ORM framework anti-patterns

Written by John Mikael Lindbakk - 2020-12-01

Content

Introduction

These days, most projects tend to use one form of ORM frameworks. They make development easier by hiding all that pesky database stuff away. ORM frameworks help with security, cuts down on bloat and remove a bunch of potential traps one can fall in if one opts for not using one. At this point, I’d be more surprised if a project using a database without an ORM framework.

While ORM frameworks are remarkable, it doesn’t mean that they don’t introduce challenges in other areas. Throughout this post, we will look at some of the biggest traps I’ve encountered. There are probably more traps than what I’ve covered, but these are the ones that stand out to me as especially grievous. These problems can’t be blamed on the ORM frameworks themselves, instead of how developers decide to integrate their software with their ORM framework of choice.

Terminology

An ORM nightmare

Let’s start this post with a story. I once worked on a project, let’s say it was a “school management system” (it wasn’t, but let’s avoid pointing fingers here), let’s call it SMS for the remainder of this story. This project was a C# .net WinForms monolith which had its roots back in the mid-90s. As one might imagine, such an old system has a lot of quirks, and one of them was how it dealt with its ORM framework.

SMS used an ORM framework called XPO, which is proprietary, but capable. XPO has all of the features we expect from a modern ORM framework, and XPO is not to blame for the issues we encountered in this story. Instead, in this story, we can blame the developers.

Initially, SMS were written for private tutors who had small classes, and often a single student at a time—having such a small volume of data made database interactions a breeze. No matter how many joins one threw at the database, it would only just do it. Due to this, developers often used XPO in ways which are convenient, but technically inferior.

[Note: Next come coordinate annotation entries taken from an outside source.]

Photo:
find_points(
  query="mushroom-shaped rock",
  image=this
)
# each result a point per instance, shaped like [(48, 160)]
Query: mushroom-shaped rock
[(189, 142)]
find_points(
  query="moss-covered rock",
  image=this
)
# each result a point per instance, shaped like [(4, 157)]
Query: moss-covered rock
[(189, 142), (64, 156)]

One convenient solution that SMS’s business logic used XPO directly. In other words, there were no forms of a DAO class used in this project. If algorithms needed some data, it would query it directly using an XPCollection, which is an object which allows you to build up a query and fetch some data from the database. As we will discuss later, using ORM tools directly within business logic tends to become messy, but this is how SMS was built. Another thing to keep in mind is that SMS relied on the concrete implementation found in XPO, not its interfaces, nor were these query objects injected anywhere. Suppose we put all of these factors together. In that case, we end up with a system which can call the database from any place in the code in any number of ways and all of them being difficult to verify in any meaningful fashion.

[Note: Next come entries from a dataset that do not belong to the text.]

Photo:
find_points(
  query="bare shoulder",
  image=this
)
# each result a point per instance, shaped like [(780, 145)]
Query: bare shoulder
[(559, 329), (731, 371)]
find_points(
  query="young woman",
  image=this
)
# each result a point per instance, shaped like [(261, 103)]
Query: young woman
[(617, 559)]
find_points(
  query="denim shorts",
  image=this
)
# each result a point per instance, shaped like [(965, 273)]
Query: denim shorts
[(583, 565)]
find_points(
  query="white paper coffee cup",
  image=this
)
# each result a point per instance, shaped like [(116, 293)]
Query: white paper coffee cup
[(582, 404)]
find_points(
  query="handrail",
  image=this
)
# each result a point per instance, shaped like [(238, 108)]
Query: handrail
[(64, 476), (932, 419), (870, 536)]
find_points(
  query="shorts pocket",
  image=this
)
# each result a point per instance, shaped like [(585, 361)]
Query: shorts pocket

Before continuing, I should mention that this project had a bunch of other problems which is not related to how SMS dealt with entities:

All of this doesn’t sound good, but it worked well enough for private tutors for many years. At some point, management decided to branch out and target small private schools, and other organizations which could loosely fit within the system. One day the company managed to hook the most prominent institution so far, an institution with a whopping 14 employees! Most of the time, we just converted customers data from other systems and threw them into production. In this instance, we decided to do some testing first. Management pressured us to make sure that everything went smoothly, seeing as this institution had a pretty good reputation, and their opinions held a lot of weight in the community. I converted the database, which took 12 hours after some optimizations. I restored the database in one of the test environments (this were very much pre-GDPR). I started the application, logged in and waited… and waited some more… about a minute later the UI stopped hanging and the schedule for the user popped up.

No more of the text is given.